Istruzione. Aumentano i giovani che si fermano alla scuola media e non trovano lavoro

 

Lo dice il sesto rapporto Istat Bes 2018 “Il benessere equo e sostenibile in Italia”, pubblicato in queste ore: lo scorso anno i giovani di 18-24 anni con la licenza media che non sono inseriti in un percorso di istruzione o formazione erano il 14%, lo 0,2% rispetto al 2016. Il vero dramma è al Sud Italia, a partire dalla Sicilia, dove la quota di mancata partecipazione al mercato del lavoro e occupazionale raggiunge il 40,8%: dieci volte di più rispetto a Bolzano. Anche la percentuale di persone di 25-64 anni con almeno il diploma è molto più bassa della media europea (60,9% contro 77,5%).
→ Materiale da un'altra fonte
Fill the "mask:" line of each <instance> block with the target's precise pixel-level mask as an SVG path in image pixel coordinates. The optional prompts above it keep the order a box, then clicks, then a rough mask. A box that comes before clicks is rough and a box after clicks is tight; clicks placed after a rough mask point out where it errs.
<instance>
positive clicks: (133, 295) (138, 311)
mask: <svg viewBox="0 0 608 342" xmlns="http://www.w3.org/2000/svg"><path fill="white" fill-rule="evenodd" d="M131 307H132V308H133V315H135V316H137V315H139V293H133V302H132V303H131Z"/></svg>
Marcello Pacifico (Anief-Cisal) commenta: “questi dati Istat ci confermano le difficoltà dei giovani nati nelle aree del Paese prive di agenti culturali e di quel sostegno sociale necessario a supportare giovani che presentano difficoltà a scuola e appartenenti a famiglie non in grado di sostenerli. È in questi contesti che diventa decisivo introdurre il tempo pieno e prolungato: un obiettivo che non si può di certo centrare assumendo appena 2 mila maestri alla primaria ogni anno. Servono poi organici differenziati per territorio, con maggiorazioni da prevedere nelle zone a rischio, con alto tasso dispersivo e di stranieri; puntare alla continuità didattica, attraverso l’assorbimento del precariato con la riapertura delle GaE, operazione indispensabile per evitare i licenziamenti dei docenti precari abilitati; legiferare sull’innalzamento dell’obbligo scolastico a 18 anni, con contestuale anticipo dell’avvio scolastico a 5 anni.”